It was the 15th of January, 2002. I had a needlestick injury from one of my HIV patients. I’m a nurse, a retired nurse. Once I’d finished with my patient, I got in touch with my superiors. I was taken to hospital. I had blood tests. I was put on prophylaxis straight away, within two hours, for 28 days.
I get a great deal of help from the support group in New Zealand, the organization I work for is Positive Women. And I actually caught very well with it. I think because I had worked with HIV patients, I understood what was going on; ‘cause I had that three month window, I had time to come to terms with my diagnosis, whether it was negative or positive. I did a story, through Positive Women, and it made the local newspaper. So people got to know about it that way. I live in a small community. They all know I’m HIV-positive. They’re very supportive.
A lot of people, they tell me that I don’t deserve it because of the way I was infected, which I think is really sad. I know they mean well, but I think it’s a very sad situation to be in. I tell them that, you know, the virus doesn’t know how I was infected so it doesn’t treat me any different [than] it treats anybody else, and neither should they.
People say, “You’re living with an incurable disease.
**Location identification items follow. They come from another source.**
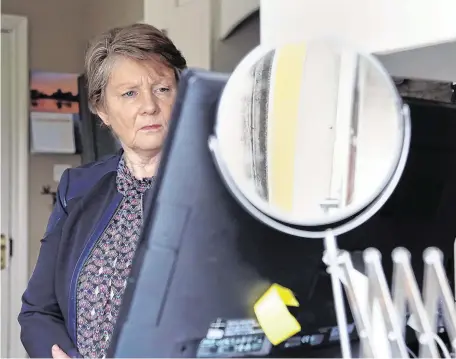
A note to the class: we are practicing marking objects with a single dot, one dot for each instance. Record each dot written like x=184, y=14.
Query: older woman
x=72, y=301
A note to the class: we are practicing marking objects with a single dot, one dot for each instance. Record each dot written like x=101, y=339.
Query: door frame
x=17, y=26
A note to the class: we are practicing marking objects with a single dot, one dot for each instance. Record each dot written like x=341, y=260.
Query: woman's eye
x=129, y=94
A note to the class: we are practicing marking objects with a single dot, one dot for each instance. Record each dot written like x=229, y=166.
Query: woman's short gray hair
x=137, y=41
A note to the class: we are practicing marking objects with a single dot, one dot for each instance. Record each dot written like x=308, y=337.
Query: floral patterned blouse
x=103, y=278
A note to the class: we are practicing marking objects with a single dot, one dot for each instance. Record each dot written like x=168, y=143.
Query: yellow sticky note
x=273, y=315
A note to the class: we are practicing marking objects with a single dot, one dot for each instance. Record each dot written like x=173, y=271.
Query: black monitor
x=203, y=260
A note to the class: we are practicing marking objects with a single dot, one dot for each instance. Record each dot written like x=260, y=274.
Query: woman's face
x=138, y=101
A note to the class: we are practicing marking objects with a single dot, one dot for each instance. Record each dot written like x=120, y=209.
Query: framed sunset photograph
x=54, y=92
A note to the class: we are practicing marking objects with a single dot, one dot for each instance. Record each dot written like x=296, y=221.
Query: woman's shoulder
x=76, y=182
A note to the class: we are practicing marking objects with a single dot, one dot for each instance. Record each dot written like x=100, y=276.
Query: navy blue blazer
x=86, y=200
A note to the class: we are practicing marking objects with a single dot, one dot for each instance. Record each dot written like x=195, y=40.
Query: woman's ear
x=104, y=116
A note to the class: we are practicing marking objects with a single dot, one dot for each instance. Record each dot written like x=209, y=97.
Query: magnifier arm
x=437, y=294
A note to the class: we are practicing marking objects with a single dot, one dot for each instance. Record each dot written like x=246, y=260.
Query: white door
x=5, y=198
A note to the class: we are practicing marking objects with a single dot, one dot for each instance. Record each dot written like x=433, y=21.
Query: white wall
x=232, y=12
x=376, y=26
x=197, y=26
x=189, y=25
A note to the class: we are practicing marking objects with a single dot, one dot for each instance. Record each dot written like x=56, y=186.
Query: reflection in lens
x=309, y=132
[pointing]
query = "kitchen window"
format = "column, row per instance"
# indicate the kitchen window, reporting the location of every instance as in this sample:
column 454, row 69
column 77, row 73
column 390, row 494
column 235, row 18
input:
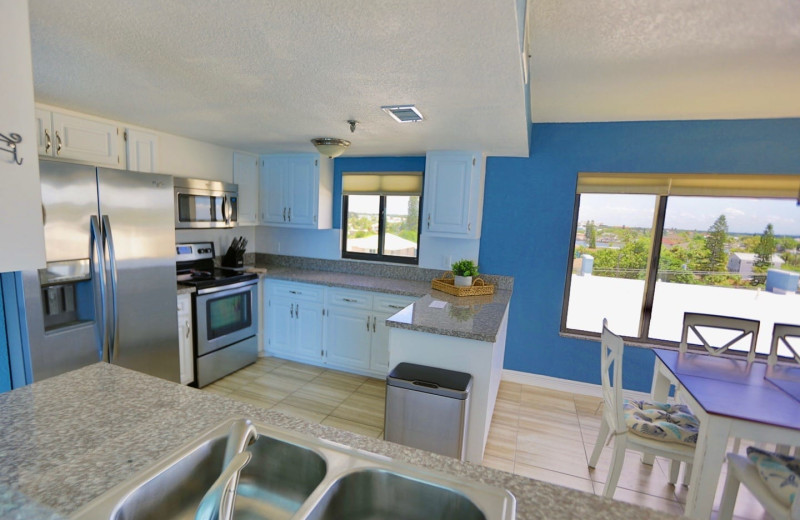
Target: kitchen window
column 648, row 247
column 380, row 216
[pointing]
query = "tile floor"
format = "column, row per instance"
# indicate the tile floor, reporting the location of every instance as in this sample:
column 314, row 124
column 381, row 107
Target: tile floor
column 535, row 432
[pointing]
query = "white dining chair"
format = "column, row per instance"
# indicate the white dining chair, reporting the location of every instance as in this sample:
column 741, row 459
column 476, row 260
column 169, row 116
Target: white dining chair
column 742, row 470
column 638, row 425
column 787, row 336
column 705, row 326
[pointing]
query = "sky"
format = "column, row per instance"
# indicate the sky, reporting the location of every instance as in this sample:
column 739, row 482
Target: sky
column 395, row 204
column 693, row 213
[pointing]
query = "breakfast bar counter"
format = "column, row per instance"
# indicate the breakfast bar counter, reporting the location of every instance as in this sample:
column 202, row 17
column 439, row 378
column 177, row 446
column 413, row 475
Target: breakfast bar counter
column 68, row 439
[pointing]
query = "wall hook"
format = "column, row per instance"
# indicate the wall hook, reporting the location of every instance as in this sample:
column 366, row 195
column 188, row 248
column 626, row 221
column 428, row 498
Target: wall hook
column 12, row 143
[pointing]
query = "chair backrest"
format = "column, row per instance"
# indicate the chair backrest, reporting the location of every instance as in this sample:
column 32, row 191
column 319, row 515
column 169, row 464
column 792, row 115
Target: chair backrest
column 611, row 347
column 781, row 336
column 741, row 327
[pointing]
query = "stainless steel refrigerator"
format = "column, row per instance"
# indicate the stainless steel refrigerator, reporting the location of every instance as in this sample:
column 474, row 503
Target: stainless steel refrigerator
column 108, row 290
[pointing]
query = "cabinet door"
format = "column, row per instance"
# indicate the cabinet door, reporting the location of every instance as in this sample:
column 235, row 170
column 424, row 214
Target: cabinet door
column 302, row 183
column 245, row 175
column 85, row 140
column 280, row 326
column 22, row 232
column 44, row 131
column 141, row 151
column 347, row 337
column 273, row 188
column 379, row 354
column 447, row 193
column 308, row 330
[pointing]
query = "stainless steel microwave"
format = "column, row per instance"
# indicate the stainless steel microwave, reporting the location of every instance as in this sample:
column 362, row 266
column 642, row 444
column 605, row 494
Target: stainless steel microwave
column 205, row 204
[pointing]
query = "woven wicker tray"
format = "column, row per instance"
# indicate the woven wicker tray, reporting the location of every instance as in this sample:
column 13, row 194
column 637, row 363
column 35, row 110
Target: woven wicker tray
column 447, row 284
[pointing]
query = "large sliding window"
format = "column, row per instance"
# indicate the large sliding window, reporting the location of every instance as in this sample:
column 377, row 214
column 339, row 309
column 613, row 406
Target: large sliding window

You must feel depressed!” But I don’t, I really, really don’t. Because I class myself, where I live, as one of the very lucky ones. I see people in the States, in Africa, fighting tooth and nail for their medications, for health care. And that makes me sad. My life is really good. I have the best healthcare in New Zealand, and I’m well looked after.
I’ve never been scared of death, and HIV doesn’t make that any different. I think we all have to die. You know, how we die can be a bit of an issue, but… no. I’m not scared.